If the highlighted assertion above had been right, then these tests were not needed. If they were needed, then the assertion should not have been made.
These clinical trials themselves appear to have been sound; and they looked at CD4 counts in both ranges of interest — there have been long-standing questions about the optimum CD4 counts at which antiretroviral treatment might best begin:
“Together, the ESPRIT and SILCAAT studies involved more than 5,800 HIV-infected volunteers in 25 countries. Participants were assigned at random to receive either combination antiretroviral therapy alone or combination antiretrovirals plus injections of Proleukin (Novartis Pharmaceuticals, Basel, Switzerland), a synthetic form of IL-2, over several five-day cycles. To evaluate the effects of IL-2 treatment at different stages of HIV infection, the ESPRIT study enrolled people with early-stage infection (CD4+ T cell counts at or above 300 cells per cubic millimeter, or mm3), while the SILCAAT study enrolled volunteers with later-stage HIV infection (CD4+ T cell counts between 50 and 299 cells/ mm3).
It is unclear why increased CD4+ T cell counts did not translate into better health outcomes.”
What’s unclear? Increased CD4 doesn’t produce better prognoses. HIV/AIDS theory is wrong. But of course that’s unthinkable:
“James D. Neaton, . . . principal investigator of the global clinical trials network that conducted ESPRIT, offers two possible explanations. ‘It could be that the types of CD4+ T cells induced by IL-2 play no role in protecting the HIV-infected patient, and therefore the administration of IL-2 has no benefit,’ says Dr. Neaton. ‘A second possibility is that the CD4+ T cells are at least somewhat functional or that IL-2 has some modest benefit, but that the side effects of IL-2 may neutralize any possible benefit.’
‘. . .although a person’s number of CD4+ T cells is a key measure of success in the treatment of HIV with antiretroviral drugs, we can’t rely on CD4+ T cell counts to predict whether immune-based therapies such as IL-2 will improve the health of HIV-infected individuals,’ concludes Dr. Levy, the principal investigator of SILCAAT.”
If CD4 counts don’t predict what “immune-based” therapies can do . . .
BUT these CD4s are the immune-system cells that have been accepted for a quarter century as the critical ones in HIV/AIDS, the ones that are supposedly killed off by “HIV” — so isn’t EVERY therapy that seeks to increase CD4 an “immune-based” therapy?
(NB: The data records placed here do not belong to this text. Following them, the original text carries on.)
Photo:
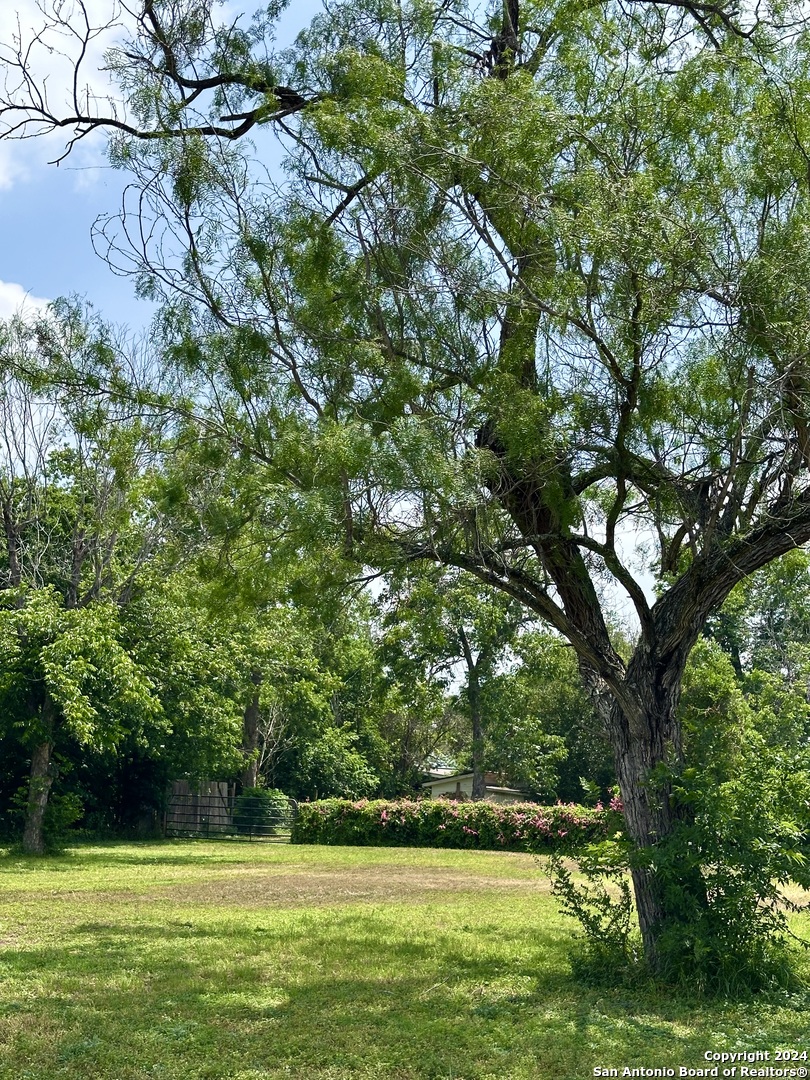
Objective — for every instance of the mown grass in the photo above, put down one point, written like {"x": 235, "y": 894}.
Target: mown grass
{"x": 190, "y": 960}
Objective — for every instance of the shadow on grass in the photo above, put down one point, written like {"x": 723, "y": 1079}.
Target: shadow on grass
{"x": 341, "y": 994}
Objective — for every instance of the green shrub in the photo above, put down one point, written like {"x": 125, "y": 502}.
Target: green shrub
{"x": 439, "y": 823}
{"x": 259, "y": 811}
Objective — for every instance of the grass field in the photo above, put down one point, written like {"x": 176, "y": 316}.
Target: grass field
{"x": 186, "y": 960}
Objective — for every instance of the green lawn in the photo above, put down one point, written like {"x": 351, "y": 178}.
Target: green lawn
{"x": 188, "y": 960}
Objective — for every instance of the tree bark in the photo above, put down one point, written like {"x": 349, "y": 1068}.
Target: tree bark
{"x": 39, "y": 788}
{"x": 251, "y": 734}
{"x": 473, "y": 697}
{"x": 651, "y": 738}
{"x": 478, "y": 748}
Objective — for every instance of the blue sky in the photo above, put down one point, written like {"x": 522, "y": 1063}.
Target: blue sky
{"x": 46, "y": 212}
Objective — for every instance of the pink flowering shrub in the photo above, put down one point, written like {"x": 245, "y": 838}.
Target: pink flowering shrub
{"x": 437, "y": 823}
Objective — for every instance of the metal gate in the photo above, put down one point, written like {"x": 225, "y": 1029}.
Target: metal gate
{"x": 215, "y": 811}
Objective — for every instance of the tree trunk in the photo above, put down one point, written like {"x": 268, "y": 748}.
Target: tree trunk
{"x": 649, "y": 812}
{"x": 251, "y": 734}
{"x": 478, "y": 746}
{"x": 473, "y": 697}
{"x": 39, "y": 788}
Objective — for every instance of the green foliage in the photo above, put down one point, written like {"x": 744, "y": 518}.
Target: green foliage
{"x": 333, "y": 766}
{"x": 441, "y": 823}
{"x": 260, "y": 811}
{"x": 608, "y": 949}
{"x": 62, "y": 813}
{"x": 742, "y": 836}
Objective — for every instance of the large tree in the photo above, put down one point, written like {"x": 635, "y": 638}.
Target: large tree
{"x": 531, "y": 302}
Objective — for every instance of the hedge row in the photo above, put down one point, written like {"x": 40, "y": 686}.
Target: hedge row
{"x": 440, "y": 823}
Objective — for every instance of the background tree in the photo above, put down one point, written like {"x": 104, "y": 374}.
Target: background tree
{"x": 456, "y": 628}
{"x": 539, "y": 277}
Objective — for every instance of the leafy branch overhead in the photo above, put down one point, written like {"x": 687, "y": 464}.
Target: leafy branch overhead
{"x": 531, "y": 301}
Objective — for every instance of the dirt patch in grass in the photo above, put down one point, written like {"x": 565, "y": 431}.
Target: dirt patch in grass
{"x": 247, "y": 887}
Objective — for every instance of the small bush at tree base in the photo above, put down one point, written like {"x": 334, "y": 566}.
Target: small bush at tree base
{"x": 437, "y": 823}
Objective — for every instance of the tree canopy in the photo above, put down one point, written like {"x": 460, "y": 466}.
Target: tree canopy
{"x": 531, "y": 302}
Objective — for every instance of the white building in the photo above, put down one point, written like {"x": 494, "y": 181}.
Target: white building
{"x": 459, "y": 785}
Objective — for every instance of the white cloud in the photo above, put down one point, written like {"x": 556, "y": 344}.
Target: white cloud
{"x": 14, "y": 300}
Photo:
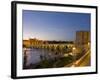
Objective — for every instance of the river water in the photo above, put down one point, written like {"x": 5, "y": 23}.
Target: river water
{"x": 33, "y": 55}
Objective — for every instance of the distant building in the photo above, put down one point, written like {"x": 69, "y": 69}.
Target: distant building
{"x": 82, "y": 39}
If the problem is with the particular TYPE of CD4 cells, these results would be just as damaging to HIV/AIDS theory and practice, since it would mean that faulty or meaningless measures have been used for more than two decades to make life-or-death decisions as to antiretroviral treatment.
Still, the important thing to note is that these trials, though they failed, were actually successful:
“’The purpose of clinical research is to clearly state and accurately test hypotheses with an ultimate goal of improving patient care,’ notes H. Clifford Lane, M.D., director of clinical research at NIAID and a member of the executive committee of ESPRIT. ‘These two clinical trials successfully reached a definitive answer about the utility of IL-2 therapy for treating HIV infection. NIAID thanks the thousands of dedicated volunteers and investigators who made these studies possible. The results will have significant implications for the future development of immune-based therapies for HIV and studies of HIV pathogenesis.’”
But perhaps this was just official spin for public consumption, for at least one other similar trial was abandoned:
“NIAID has discontinued the use of IL-2 in a separate, 20-country clinical trial known as STALWART (which stands for ‘Study of Aldesleukin with and Without Antiretroviral Therapy’).”
I don’t know about SILCAAT, but I do like those acronyms ESPRIT and STALWART. Perhaps NIAID wordsmiths get their inspiration from the Pentagon.